Wall Street is bullish about the company in the short term, with most Wall Street pros looking for sales to rise 15% when the software giant reports its fiscal 2024 Q3 earnings in late April. That would be a 15% increase for a company that already generated a record $227 billion in trailing-12-month revenues. More growth in cloud services, in addition to other areas like cybersecurity, video games, and consumer tech, will pave the way for Microsoft to set sales records well past 2030.
Joining the club
The retail world is a famously difficult industry if you're aiming for sustainable profit growth, but Costco isn't your average retailer. The warehouse giant earns most of its profits from subscription fees rather than through volatile merchandise sales. Costco's membership income arrives with incredible regularity since a record 92% of its members are renewing their annual commitments these days.
The chart of its earnings growth over the years shows off the power of that approach.
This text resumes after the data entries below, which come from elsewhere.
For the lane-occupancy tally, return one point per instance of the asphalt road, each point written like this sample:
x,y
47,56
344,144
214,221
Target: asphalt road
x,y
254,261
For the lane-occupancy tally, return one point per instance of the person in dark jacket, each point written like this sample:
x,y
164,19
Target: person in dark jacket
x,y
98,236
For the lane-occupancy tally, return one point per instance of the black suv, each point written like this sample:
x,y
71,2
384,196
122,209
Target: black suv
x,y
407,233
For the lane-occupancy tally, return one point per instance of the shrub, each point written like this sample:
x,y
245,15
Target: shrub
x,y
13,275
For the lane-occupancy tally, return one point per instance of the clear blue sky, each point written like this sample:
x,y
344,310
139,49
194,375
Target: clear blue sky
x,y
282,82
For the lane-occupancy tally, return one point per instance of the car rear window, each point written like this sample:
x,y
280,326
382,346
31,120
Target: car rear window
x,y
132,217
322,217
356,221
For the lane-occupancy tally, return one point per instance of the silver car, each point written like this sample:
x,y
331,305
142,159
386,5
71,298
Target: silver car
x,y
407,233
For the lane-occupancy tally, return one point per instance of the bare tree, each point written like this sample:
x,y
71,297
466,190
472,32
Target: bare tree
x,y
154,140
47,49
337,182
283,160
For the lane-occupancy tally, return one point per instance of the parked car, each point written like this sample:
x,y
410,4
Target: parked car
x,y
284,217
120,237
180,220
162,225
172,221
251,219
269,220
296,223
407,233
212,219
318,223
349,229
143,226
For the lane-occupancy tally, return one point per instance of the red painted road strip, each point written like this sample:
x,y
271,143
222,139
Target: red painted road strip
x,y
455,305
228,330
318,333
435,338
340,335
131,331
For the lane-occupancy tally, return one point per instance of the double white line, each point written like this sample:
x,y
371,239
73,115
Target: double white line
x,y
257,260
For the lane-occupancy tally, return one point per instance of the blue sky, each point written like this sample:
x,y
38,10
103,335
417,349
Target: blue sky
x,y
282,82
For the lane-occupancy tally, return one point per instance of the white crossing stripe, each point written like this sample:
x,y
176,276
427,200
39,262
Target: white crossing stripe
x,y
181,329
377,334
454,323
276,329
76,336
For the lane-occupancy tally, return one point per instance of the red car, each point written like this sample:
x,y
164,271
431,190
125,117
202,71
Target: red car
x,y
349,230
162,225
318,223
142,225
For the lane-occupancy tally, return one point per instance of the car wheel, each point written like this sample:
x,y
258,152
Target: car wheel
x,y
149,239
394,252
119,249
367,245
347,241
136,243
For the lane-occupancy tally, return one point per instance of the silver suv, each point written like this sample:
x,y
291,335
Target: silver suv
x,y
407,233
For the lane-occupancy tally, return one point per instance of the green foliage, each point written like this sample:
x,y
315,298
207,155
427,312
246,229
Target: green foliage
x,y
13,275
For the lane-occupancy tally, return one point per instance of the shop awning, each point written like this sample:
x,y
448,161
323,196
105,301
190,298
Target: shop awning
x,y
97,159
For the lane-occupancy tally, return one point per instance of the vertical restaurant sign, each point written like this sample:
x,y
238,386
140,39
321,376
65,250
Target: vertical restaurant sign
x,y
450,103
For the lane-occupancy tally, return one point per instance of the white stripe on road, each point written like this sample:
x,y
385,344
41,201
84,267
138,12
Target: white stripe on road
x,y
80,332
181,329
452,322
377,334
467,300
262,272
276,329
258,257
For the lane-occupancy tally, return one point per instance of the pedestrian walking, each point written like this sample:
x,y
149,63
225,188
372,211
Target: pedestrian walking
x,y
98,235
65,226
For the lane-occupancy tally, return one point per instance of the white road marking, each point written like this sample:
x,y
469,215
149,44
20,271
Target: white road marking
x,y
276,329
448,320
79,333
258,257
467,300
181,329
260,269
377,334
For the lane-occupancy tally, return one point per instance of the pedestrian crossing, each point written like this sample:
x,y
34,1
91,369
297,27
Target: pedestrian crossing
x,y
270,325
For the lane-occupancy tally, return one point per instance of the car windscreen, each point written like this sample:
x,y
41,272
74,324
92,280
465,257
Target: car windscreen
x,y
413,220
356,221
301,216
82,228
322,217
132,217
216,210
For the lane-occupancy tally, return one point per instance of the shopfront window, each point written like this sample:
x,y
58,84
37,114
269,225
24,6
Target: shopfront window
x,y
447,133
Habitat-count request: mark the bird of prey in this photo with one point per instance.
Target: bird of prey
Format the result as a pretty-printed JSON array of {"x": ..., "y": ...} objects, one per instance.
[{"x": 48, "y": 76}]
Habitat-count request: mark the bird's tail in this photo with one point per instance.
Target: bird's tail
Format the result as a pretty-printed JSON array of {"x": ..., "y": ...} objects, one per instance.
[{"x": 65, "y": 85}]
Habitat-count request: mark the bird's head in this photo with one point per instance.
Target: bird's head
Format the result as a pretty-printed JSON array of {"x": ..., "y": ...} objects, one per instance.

Costco has boosted its annual profits by 240% in the past decade, with no significant downturns. Contrast that with Walmart and Target, both of which have seen weaker growth and much more volatility over that time.
Costco's stock isn't cheap right now. Its premium is roughly double what you'd pay for either Walmart or Target, in fact. That's the advantage of looking out several decades for your investing thesis, though. In several years, you might not remember that you bought Costco or Microsoft at premium valuations compared to their less successful peers. But you'll likely be thrilled to have had these winners in your portfolio while they added to their already impressive market share positions.